Por mi parte, yo no daba a la mano punto de reposo, de modo que corriendo con tal y tanto garbo no tardamos mucho en llegar sanos y salvos a San Petersburgo, contra nuestra esperanza respectiva y con gran asombro de los transeúntes.

No quiero, señores, fatigaros con charlatanerías sobre los usos, artes, ciencias y otras particularidades de la brillante capital de Rusia: menos aún os hablaré de las intrigas y alegres aventuras de la sociedad elegante, donde las damas ofrecen a los extranjeros tan generosa hospitalidad; prefiero llamar vuestra atención sobre objetos más grandes y nobles, sobre los caballos y los perros, por ejemplo, que he tenido yo siempre en gran estima; después sobre los zorros, los lobos y los osos, de que Rusia, tan rica ya en toda especie de caza, abunda más que ningún otro país de la tierra; hablaros, en fin, de esas partidas de recreo, de esos ejercicios caballerescos, de esos actos de lucimiento que sientan mejor a un caballero que un mal trozo de latín o de griego, o que esas bolsitas de olor, esos visajes y cabriolas de los bellos ingenios franceses.
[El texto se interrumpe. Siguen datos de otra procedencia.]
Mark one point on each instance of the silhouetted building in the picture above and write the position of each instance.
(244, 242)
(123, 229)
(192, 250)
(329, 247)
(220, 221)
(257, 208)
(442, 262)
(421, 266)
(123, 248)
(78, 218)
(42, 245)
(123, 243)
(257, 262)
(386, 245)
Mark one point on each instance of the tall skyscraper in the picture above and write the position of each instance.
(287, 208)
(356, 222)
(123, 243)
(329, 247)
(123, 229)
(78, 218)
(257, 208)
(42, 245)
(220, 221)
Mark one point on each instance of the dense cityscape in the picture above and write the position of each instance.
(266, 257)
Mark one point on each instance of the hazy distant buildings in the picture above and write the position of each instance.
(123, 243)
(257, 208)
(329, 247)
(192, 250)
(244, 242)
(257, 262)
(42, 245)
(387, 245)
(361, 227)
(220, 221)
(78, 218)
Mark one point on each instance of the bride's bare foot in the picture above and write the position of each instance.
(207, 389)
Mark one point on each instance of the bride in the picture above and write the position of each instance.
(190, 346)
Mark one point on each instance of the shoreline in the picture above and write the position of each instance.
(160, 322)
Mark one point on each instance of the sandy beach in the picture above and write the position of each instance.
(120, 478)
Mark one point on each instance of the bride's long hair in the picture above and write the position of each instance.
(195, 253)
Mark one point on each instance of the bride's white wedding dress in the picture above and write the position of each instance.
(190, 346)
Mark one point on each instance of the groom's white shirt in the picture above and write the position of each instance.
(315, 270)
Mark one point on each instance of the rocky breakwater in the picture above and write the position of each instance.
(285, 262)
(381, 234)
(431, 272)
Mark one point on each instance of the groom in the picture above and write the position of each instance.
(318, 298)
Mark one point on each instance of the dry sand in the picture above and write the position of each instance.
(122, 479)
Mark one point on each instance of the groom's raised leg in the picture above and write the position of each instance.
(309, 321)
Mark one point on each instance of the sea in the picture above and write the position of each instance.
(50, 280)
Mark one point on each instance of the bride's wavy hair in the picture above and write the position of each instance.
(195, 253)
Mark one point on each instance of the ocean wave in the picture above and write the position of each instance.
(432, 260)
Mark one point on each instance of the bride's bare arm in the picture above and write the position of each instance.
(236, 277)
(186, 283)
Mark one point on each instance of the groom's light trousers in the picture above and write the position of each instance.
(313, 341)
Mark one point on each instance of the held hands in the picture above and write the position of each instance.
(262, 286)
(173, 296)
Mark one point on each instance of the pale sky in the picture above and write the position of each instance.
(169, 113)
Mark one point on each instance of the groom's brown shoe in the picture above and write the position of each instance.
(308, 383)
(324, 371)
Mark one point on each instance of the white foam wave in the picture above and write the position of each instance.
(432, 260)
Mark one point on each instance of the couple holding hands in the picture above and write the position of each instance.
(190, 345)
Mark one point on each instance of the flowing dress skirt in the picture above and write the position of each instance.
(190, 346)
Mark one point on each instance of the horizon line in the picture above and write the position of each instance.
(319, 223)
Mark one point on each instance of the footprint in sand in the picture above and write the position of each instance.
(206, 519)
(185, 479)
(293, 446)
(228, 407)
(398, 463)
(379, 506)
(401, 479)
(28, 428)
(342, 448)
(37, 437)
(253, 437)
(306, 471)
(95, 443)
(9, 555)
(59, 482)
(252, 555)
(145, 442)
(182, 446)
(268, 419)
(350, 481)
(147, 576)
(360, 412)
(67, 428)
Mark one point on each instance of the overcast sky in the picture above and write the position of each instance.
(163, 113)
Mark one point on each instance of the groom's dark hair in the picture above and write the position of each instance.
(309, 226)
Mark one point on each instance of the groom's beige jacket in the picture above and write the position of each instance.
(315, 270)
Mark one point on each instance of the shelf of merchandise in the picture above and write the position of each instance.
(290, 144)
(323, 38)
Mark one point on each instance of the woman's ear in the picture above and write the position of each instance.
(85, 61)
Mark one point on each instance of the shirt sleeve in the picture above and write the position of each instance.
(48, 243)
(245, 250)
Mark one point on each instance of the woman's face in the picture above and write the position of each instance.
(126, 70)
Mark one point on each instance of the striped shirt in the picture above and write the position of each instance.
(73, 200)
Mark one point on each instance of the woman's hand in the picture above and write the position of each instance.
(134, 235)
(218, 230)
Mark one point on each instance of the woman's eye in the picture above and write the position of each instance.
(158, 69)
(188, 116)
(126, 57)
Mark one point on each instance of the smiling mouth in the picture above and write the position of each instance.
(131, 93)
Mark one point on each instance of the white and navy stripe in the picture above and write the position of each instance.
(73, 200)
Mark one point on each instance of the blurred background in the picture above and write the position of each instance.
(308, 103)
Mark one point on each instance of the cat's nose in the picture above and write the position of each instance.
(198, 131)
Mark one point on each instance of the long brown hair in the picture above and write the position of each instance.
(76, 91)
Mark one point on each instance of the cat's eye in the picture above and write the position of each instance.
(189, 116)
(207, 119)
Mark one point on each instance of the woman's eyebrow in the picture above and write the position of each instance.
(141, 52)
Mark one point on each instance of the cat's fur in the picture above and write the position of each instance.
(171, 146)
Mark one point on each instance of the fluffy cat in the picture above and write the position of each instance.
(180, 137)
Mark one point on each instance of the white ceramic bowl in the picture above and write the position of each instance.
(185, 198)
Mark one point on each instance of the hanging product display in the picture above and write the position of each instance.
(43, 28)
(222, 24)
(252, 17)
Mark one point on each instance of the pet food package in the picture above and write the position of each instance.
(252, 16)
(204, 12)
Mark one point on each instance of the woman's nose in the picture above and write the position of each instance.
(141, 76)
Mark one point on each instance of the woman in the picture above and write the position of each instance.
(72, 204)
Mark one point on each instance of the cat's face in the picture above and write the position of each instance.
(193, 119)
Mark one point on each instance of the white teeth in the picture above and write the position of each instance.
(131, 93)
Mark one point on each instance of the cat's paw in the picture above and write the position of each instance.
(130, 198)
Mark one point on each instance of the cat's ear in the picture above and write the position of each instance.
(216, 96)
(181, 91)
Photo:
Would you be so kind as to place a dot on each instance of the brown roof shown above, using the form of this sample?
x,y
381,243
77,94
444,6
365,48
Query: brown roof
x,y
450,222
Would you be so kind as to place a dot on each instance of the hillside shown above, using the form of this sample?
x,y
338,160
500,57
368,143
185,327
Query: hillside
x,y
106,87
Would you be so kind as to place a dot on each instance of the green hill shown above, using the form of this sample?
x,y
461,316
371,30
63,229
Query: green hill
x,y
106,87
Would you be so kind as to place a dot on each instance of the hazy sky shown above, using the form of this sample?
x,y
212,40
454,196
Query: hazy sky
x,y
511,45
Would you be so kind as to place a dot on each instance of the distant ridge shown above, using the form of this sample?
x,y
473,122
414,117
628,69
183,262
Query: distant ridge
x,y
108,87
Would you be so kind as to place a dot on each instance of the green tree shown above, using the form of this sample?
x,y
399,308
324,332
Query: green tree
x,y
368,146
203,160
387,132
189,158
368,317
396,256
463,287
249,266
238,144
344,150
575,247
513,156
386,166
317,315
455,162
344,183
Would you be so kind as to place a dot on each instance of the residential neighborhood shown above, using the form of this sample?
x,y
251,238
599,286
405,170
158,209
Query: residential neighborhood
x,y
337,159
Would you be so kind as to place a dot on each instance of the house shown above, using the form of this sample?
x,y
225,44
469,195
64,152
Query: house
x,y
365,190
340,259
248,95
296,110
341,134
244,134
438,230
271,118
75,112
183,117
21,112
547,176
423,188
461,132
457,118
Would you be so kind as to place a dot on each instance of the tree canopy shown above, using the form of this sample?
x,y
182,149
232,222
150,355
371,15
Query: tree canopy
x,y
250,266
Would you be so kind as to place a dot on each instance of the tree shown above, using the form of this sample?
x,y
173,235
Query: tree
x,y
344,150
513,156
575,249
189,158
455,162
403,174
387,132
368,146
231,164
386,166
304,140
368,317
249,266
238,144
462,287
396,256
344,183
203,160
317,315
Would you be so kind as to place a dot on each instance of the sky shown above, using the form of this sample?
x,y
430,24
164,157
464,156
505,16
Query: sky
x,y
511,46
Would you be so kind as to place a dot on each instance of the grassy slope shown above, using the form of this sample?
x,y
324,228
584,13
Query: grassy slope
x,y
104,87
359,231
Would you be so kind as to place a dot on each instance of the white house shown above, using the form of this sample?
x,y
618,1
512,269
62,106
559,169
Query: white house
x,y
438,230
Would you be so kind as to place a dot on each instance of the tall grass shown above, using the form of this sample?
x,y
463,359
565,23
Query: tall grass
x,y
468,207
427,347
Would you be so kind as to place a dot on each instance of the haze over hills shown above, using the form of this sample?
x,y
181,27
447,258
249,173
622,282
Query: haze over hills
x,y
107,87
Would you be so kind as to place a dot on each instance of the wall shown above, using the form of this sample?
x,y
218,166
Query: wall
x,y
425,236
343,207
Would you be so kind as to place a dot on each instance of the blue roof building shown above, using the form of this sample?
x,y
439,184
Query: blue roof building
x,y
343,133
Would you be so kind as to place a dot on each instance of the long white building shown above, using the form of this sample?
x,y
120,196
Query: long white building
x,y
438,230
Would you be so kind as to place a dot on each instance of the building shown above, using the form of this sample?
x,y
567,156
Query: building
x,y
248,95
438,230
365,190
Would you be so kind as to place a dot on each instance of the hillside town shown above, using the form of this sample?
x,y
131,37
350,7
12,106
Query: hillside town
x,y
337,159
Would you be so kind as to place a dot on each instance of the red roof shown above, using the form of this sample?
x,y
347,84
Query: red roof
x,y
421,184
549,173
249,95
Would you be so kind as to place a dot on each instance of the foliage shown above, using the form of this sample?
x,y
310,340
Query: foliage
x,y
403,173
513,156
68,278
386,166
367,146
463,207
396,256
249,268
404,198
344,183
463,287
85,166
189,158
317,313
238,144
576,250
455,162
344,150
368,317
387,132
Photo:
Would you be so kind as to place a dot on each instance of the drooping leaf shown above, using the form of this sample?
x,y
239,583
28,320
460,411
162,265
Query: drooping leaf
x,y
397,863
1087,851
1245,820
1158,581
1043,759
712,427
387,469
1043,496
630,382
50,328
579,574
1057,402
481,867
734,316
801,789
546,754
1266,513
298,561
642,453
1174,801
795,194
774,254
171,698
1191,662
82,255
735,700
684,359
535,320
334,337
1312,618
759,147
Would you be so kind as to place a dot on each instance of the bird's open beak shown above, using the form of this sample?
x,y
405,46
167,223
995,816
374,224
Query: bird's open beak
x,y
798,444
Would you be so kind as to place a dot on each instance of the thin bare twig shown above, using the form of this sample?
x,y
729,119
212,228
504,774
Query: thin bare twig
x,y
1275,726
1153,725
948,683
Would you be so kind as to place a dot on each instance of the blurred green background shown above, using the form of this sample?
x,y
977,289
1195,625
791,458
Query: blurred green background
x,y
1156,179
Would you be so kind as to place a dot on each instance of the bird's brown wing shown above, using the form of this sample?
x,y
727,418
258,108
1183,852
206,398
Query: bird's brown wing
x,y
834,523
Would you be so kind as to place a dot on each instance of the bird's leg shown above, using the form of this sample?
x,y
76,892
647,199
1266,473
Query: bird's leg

Como pasara algún tiempo antes de que pudiera yo entrar en el servicio, tuve, por espacio de dos meses, lugar y libertad completa para gastar tiempo y dinero de la manera más noble. Pasaba muchas noches entretenido en verlas venir, y no pocas en chocar los vasos. El rigor del clima y las costumbres de la nación han dado a la botella una importancia social que no tiene en nuestra sobria Alemania; así es que he encontrado en Rusia personas que pueden pasar por virtuosas consumadas en este género de ejercicio. Pero no eran sino pobres petates [1] al lado de un antiguo general, de grandes mostachos canosos y tez cobriza, que comía con nosotros a mesa redonda. El bueno del hombre había perdido en un combate contra los turcos la tapa de los sesos; de modo que siempre que se presentaba un extraño, tenía que pedir dispensa de su necesidad de conservar el sombrero puesto. Era su costumbre beberse en la comida algunas botellas de aguardiente, y para terminar, aún despachaba un frasco de arak [2] doblando a veces la dosis, según las circunstancias. Con todo eso, era imposible descubrir en él la más ligera señal de embriaguez. Acaso os parezca inverosímil: a mí también me lo pareció por mucho tiempo, hasta que al fin pude dar con la clave del enigma. El general tenía la costumbre de levantarse de vez en cuando el sombrero, y yo había observado muchas veces el movimiento, aunque sin comprender su táctica. ¿Qué extraño podía ser que tuviera caliente la cabeza y necesitara renovar el aire? Pero acabé por ver que, al mismo tiempo que el sombrero, levantaba también una lámina de plata que se adhería a su cráneo, sirviéndole de tapa de los sesos, y que entonces los humos de las bebidas espirituosas que había trasvasado, se escapaban en ligeras nubes.